LIN Jiahao  ZHANG Yuanze  LIANG Qianyue  CHEN Yaohui  ZHU Ming  LI Shanjun
Huazhong Agricultural University
Key Words:kiwifruit  firmness  vision-based tactile sensor  non-destructive testing  deep learning  CNN-LSTM
Abstract:Firmness is one of the vital indicators to confirm the maturity of kiwifruits, which is of most significance to its storage cycle and sales node. In view of lacking non-destructive testing methods with high precision, low cost and easy use for kiwifruits at the present stage, a non-destructive testing method for kiwifruits firmness was proposed based on vision-based tactile sensor and deep learning technology. The dynamic tactile information of kiwifruit were obtained by analyzing the deformation of the flexible tactile sensing layer when it contacted with the kiwifruit, which could infer its firmness accordingly. By using the Raspberry Pi development board as an electromechanical control platform, a non-destructive firmness testing device for kiwifruit was developed and significant difference tests were conducted on the average CIELAB color components of the contact and non-contact surfaces after pressing the kiwifruit for an interval of 3 h. Subsequently, totally 600 sets of visual tactile sequence image datasets of kiwifruits were collected. At the same time, by setting the CNN network, the CNN-LSTM migration learning network and the CNN-LSTM joint learning network respectively, the firmness of visual tactile sequence images was analyzed and predicted. The research results showed that there was no significant difference between the average values of contact and non contact surfaces under the three colors’ components L*,a*, and b*. By introducing long-term and short-term information, the deep learning model LSTM can dynamically correlate the features of a single frame image extracted by CNN, thereby effectively inferring the firmness of kiwifruit. Among them, the CNN-LSTM fusion learning model had the best prediction effect, with the root mean square error (RMSE), average absolute error (MAE), and determination coefficient (R2)values of 1.611N, 1.360N, and 0.856, respectively, which was superior to the results of current spectral technology in detecting the firmness of kiwifruit.
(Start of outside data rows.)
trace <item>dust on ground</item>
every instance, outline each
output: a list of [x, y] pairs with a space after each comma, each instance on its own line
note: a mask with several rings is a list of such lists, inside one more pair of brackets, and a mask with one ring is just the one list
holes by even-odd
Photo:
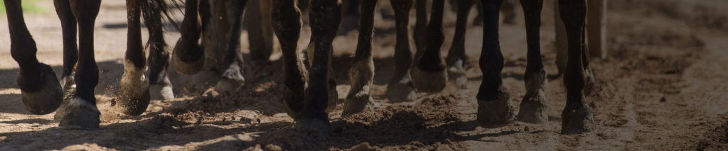
[[[547, 73], [555, 74], [553, 3], [545, 4], [541, 48]], [[38, 4], [53, 8], [50, 1]], [[6, 41], [0, 43], [0, 55], [4, 58], [0, 62], [0, 150], [728, 149], [726, 1], [609, 1], [609, 56], [591, 60], [596, 88], [587, 97], [597, 131], [579, 135], [559, 133], [561, 110], [566, 103], [561, 78], [552, 79], [547, 85], [548, 123], [516, 121], [486, 128], [474, 122], [475, 96], [482, 80], [478, 66], [480, 26], [470, 26], [467, 34], [467, 89], [451, 84], [440, 93], [419, 93], [415, 101], [405, 102], [381, 97], [394, 70], [389, 65], [394, 62], [395, 34], [393, 20], [378, 17], [373, 46], [376, 73], [372, 86], [375, 108], [341, 118], [339, 105], [330, 115], [333, 133], [328, 139], [312, 139], [292, 130], [293, 121], [285, 113], [282, 102], [280, 54], [274, 54], [270, 63], [246, 61], [247, 83], [232, 93], [205, 93], [209, 87], [204, 81], [197, 84], [191, 82], [194, 81], [192, 76], [172, 74], [178, 98], [153, 100], [138, 117], [111, 112], [109, 105], [123, 72], [121, 59], [126, 49], [122, 40], [126, 35], [124, 6], [123, 1], [104, 1], [96, 23], [96, 59], [101, 77], [96, 91], [102, 112], [102, 128], [97, 131], [58, 129], [52, 113], [33, 115], [25, 111], [15, 83], [18, 71], [10, 57], [9, 38], [0, 35], [0, 41]], [[7, 17], [0, 18], [0, 29], [7, 30]], [[25, 19], [38, 43], [39, 60], [60, 71], [61, 33], [55, 14], [27, 14]], [[522, 20], [520, 17], [515, 24], [502, 25], [500, 29], [506, 59], [502, 75], [515, 105], [520, 104], [526, 93]], [[454, 18], [446, 20], [448, 36], [443, 54], [454, 30]], [[309, 34], [304, 29], [302, 35]], [[178, 35], [167, 32], [168, 44], [175, 44]], [[242, 49], [247, 54], [245, 35]], [[346, 74], [356, 35], [356, 31], [349, 32], [334, 41], [339, 99], [349, 90]], [[306, 44], [305, 37], [301, 46]]]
Subsequently, the model was embedded into the Raspberry Pi to create an automatic kiwifruit firmness detection device, which can achieve testing kiwifruit firmness in a short time. Combining visual and tactile sensing methods with CNN-LSTM fusion learning model can achieve accurate and non-destructive measurement of the firmness of a single kiwifruit. As well, the research result can also provide technical reference for non-destructive testing of kiwifruit firmness.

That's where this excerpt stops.